The QImage scaled automatically for me. I would update the rotating degree every 0.1 seconds and my image just keeps scaling back and forth. The larger (in abs()) degree it rotates, the smaller the image it is. I really wonder how this rotate function is implemented.
It may depend on how you move that rotating degree, numerical errors apply here.
Also rotating something to anything but 0, 90, -90, 180 degrees is lossy. In that case pixels do not fit in their original positions, so you may see some "change" which would be more pronounced for small images.
Lastly, the transformation is implemented the conventional way - through an extended-space transformation matrix which is applied to the pixel's coordinates (i.e the points) and then the space-extension is projected-out (i.e. clipped to 2D).

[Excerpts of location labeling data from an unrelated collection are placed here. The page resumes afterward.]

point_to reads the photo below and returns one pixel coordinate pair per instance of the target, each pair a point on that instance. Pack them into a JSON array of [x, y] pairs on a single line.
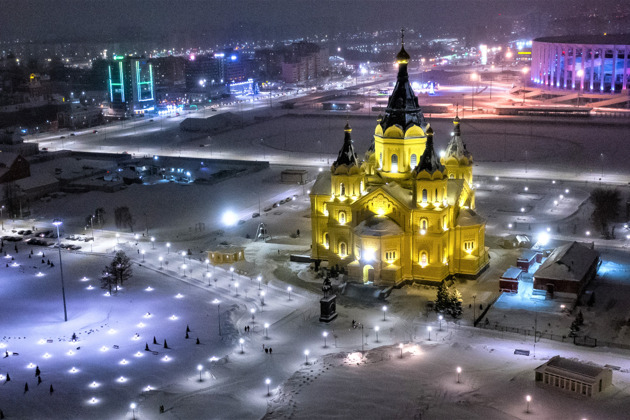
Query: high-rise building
[[130, 84], [403, 214]]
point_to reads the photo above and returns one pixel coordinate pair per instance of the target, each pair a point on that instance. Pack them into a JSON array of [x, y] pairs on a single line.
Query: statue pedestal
[[328, 308]]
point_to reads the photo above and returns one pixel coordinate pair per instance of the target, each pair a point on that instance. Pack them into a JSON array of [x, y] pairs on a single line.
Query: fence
[[578, 341]]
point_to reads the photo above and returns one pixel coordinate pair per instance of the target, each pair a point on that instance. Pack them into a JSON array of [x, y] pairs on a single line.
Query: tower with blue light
[[131, 87]]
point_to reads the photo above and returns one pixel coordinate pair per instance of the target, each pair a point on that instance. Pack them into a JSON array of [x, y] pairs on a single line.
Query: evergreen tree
[[120, 268], [606, 210], [454, 303], [442, 302], [579, 318]]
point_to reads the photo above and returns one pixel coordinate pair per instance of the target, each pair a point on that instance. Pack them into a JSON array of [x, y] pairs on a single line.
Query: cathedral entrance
[[368, 273]]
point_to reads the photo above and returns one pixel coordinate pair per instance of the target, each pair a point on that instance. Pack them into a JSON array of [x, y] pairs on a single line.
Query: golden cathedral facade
[[402, 214]]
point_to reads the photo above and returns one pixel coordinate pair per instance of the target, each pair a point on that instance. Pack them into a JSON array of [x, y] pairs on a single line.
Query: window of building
[[424, 258], [394, 167]]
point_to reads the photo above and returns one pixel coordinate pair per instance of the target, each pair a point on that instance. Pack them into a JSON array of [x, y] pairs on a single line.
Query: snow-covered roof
[[454, 189], [7, 159], [346, 155], [403, 195], [568, 262], [566, 367], [468, 217], [512, 273], [378, 226], [527, 255], [429, 161], [456, 148], [322, 184]]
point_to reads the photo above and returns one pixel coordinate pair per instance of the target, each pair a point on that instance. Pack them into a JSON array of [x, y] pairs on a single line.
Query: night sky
[[214, 20]]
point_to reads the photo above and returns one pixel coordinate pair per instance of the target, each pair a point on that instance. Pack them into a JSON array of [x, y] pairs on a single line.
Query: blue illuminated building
[[131, 87], [587, 63]]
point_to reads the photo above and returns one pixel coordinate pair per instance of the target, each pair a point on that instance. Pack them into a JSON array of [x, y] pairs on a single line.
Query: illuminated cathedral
[[400, 214]]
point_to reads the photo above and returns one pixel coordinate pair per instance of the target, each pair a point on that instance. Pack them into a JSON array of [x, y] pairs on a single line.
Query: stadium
[[583, 63]]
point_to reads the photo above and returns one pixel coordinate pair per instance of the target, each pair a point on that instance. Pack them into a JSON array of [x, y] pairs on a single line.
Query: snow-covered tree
[[123, 218], [120, 269]]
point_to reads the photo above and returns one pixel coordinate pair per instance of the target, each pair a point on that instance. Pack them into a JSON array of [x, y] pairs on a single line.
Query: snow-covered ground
[[422, 383]]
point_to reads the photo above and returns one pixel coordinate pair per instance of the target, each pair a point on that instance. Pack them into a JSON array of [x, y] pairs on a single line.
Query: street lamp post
[[528, 399], [218, 303], [57, 222], [473, 78]]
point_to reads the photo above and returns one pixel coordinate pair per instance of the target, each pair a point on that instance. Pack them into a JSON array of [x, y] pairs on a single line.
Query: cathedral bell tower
[[400, 137]]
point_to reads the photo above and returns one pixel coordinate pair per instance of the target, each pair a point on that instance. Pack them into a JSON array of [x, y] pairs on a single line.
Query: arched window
[[394, 163], [424, 258]]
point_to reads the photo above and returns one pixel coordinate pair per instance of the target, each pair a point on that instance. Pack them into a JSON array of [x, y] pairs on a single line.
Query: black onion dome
[[346, 156], [402, 109], [429, 161]]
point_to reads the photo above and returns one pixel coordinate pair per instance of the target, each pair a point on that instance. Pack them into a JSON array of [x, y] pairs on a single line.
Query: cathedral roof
[[456, 147], [402, 109], [378, 226], [429, 162], [346, 156], [468, 217]]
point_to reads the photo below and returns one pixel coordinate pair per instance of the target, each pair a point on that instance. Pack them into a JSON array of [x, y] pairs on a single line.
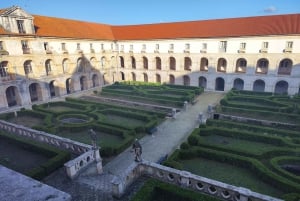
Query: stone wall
[[187, 180]]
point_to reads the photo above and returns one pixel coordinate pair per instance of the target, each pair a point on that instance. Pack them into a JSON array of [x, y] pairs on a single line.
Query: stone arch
[[204, 64], [103, 62], [83, 83], [69, 86], [202, 82], [172, 63], [281, 87], [133, 62], [4, 69], [133, 75], [158, 78], [95, 80], [238, 84], [222, 65], [93, 63], [285, 67], [35, 92], [28, 66], [65, 65], [220, 84], [158, 63], [241, 65], [187, 63], [186, 80], [121, 60], [145, 77], [49, 66], [12, 96], [262, 66], [145, 63], [53, 89], [259, 86], [171, 79]]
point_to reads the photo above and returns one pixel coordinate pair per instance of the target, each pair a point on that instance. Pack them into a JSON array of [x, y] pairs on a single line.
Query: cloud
[[270, 9]]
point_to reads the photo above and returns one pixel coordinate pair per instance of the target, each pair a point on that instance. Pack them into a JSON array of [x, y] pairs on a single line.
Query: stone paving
[[170, 134]]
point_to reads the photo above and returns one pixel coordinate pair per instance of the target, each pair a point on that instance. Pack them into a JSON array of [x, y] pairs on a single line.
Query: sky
[[128, 12]]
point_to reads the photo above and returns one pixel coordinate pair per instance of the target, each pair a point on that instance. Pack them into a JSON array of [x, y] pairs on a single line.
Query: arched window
[[158, 63], [204, 64], [172, 61], [133, 63], [145, 63], [241, 65], [222, 65], [187, 63], [4, 69], [262, 66], [285, 67]]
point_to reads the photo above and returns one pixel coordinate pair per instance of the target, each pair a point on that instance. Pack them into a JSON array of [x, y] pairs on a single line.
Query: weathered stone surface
[[17, 187]]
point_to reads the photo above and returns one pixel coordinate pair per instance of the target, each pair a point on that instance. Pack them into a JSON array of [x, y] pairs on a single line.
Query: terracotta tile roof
[[58, 27], [232, 27]]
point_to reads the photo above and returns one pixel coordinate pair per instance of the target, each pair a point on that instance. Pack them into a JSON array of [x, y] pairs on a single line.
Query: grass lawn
[[229, 174]]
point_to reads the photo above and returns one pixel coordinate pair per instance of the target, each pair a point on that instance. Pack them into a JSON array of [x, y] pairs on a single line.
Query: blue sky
[[125, 12]]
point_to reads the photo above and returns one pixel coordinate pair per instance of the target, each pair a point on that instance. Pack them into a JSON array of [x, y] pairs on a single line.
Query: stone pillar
[[185, 105], [98, 160], [174, 113], [185, 178]]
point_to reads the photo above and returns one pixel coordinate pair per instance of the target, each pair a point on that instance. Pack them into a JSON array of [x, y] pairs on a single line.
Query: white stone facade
[[35, 68]]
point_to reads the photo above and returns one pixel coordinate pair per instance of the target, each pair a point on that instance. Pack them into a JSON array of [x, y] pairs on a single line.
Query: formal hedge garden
[[155, 93], [46, 158], [270, 154]]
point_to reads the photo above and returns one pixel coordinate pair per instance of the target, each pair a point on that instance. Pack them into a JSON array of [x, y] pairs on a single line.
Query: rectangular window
[[63, 46], [265, 45], [223, 46], [289, 44], [20, 24], [187, 46], [242, 46]]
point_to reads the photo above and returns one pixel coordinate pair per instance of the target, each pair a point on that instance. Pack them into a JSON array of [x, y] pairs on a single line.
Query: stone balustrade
[[87, 154], [187, 180], [41, 136], [75, 166]]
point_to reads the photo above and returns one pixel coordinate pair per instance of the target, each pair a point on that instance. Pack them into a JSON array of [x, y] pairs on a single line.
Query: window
[[3, 69], [187, 46], [289, 44], [63, 46], [157, 46], [46, 46], [265, 45], [27, 67], [24, 44], [223, 46], [242, 46], [20, 24]]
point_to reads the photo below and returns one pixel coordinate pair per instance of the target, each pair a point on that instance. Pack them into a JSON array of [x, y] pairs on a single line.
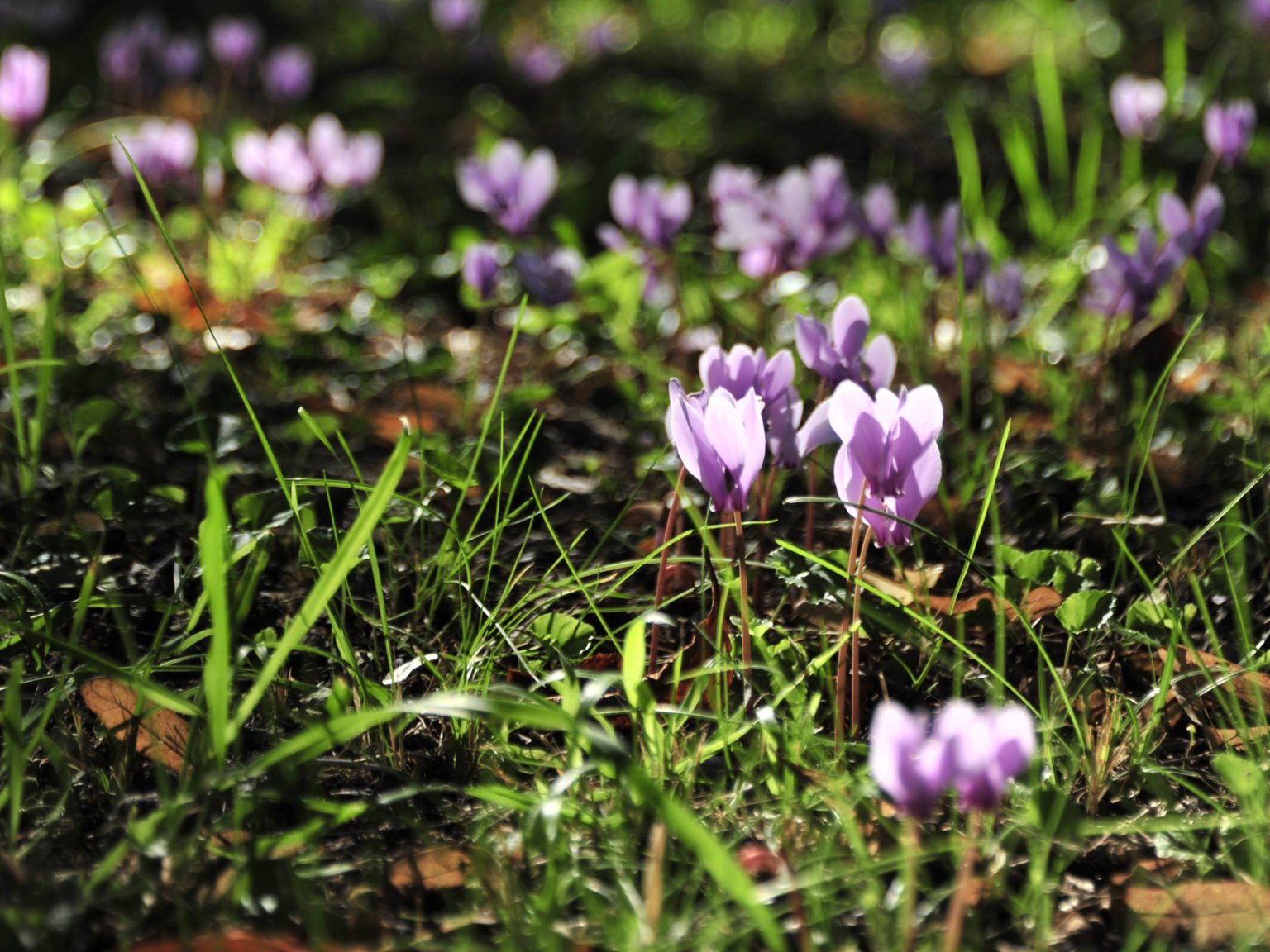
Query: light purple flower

I'm not sure what kind of interpolation is used, but I don't imagine it to be one that's very high quality or that's heavy to compute, for obvious reasons. -
@kenchan
Thanks! I have checked and tested that trueMatrix() function, the issue still exists. But that reminds me another truth that may cause the problem.So my QWidget is set to be sizing 100*100, and when I draw the image with QPainter::drawImage(rect, image), i need to pass a rect (in my case I just pass QRect(0, 0, 100, 100) everytime because this is my QWidget's rect()).
However, an image is squared, which means when it rotates, taking an example of left-top corner (0, 0), may become negative. And in order to draw all the image, I guess Qt may scale it within the function QPainter::drawImage() to fit into that small QRect.
For sure that is just a guess, but it totally makes sense in the case here.